Mesdames et Messieurs,
Cette tribune me donne l’opportunité de vous dire un mot sur la marche de notre pays. Notre pays qui fut longtemps un havre de paix et cité en exemple pour sa stabilité a connu la guerre pendant plus de dix ans. Les conséquences sont incalculables. Mais je voudrais tout particulièrement insister sur la détérioration de la cohésion sociale et de la cohésion nationale.
Cependant, nous ne devons pas baisser les bras. Nous devons mettre tout en œuvre pour fermer définitivement cette triste parenthèse de notre histoire nationale et œuvrer ensemble à recoudre le tissu social déchiré, à rétablir l‘unité de la nation, à nous réconcilier et, à reconstruire le pays. Engageons-nous, tous ensembles, pour la réalisation et la consolidation de la paix et du développement. Plus spécifiquement, les actions que nous proposons peuvent se résumer comme suit:
• orienter et rendre plus judicieuse la dépense publique pour acheter la paix. Dans cet esprit, les investissements publics, en particulier dans les infrastructures doivent être l‘occasion de réinsérer les anciens combattants, de donner des opportunités à la masse de jeunes en quête d’un meilleur horizon;
• moderniser l’économie et créer des richesses pour assurer une redistribution plus équitable des fruits de la croissance selon des règles connues et institutionnalisées ;
• faire de l‘école un lieu de brassage, la matrice de la Côte d’Ivoire nouvelle où les générations de demain seront façonnées.
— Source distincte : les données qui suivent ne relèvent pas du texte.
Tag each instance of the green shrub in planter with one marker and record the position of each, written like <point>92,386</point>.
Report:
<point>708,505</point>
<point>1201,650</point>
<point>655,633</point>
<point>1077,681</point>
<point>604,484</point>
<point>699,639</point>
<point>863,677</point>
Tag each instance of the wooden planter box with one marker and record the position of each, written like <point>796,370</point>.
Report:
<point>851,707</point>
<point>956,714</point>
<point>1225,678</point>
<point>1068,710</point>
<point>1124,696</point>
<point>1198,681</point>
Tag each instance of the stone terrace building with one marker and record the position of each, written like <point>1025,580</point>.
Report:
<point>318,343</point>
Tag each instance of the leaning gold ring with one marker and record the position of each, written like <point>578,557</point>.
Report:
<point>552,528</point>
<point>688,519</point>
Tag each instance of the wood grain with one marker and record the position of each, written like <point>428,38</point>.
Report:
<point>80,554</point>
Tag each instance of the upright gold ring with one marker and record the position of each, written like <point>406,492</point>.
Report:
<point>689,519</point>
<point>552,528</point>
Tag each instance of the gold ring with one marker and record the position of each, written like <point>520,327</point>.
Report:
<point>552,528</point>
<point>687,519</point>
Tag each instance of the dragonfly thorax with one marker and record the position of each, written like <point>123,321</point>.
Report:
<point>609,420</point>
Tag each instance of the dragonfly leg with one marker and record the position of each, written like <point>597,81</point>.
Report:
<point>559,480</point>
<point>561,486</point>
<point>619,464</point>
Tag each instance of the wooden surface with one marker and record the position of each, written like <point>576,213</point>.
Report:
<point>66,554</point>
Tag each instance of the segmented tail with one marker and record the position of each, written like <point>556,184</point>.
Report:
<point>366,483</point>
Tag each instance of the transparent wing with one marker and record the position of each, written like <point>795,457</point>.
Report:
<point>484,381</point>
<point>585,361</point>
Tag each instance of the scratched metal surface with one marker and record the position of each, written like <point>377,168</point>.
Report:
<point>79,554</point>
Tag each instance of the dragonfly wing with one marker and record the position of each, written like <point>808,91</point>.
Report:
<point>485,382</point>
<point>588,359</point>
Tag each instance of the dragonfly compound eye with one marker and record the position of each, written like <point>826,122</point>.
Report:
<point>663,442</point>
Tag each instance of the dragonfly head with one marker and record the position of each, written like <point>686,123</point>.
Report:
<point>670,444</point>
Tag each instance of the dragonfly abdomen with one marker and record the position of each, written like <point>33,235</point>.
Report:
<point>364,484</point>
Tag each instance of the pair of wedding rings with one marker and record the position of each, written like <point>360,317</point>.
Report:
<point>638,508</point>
II faut donc réfléchir à la meilleure manière de réintroduire les internats, de coupler les formations professionnelles, techniques et universitaires avec un service civique citoyen ;
• mettre en œuvre une politique culturelle qui favorise les brassages, consolident les traditions et élargisse le champ des alliances communautaires;
• mettre en œuvre une politique sociale visant le développement de solidarités plus actives;
• agir résolument pour l‘amélioration de la gouvernance publique et privée, travailler à l’avènement d’une justice équitable et moderne afin de sécuriser les biens des personnes privées et morales et de garantir les droits fondamentaux;
• rétablir l‘administration et la justice dans leurs missions régaliennes et républicaines en les émancipant de toutes les scories partisanes.
Je vous remercie de votre attention.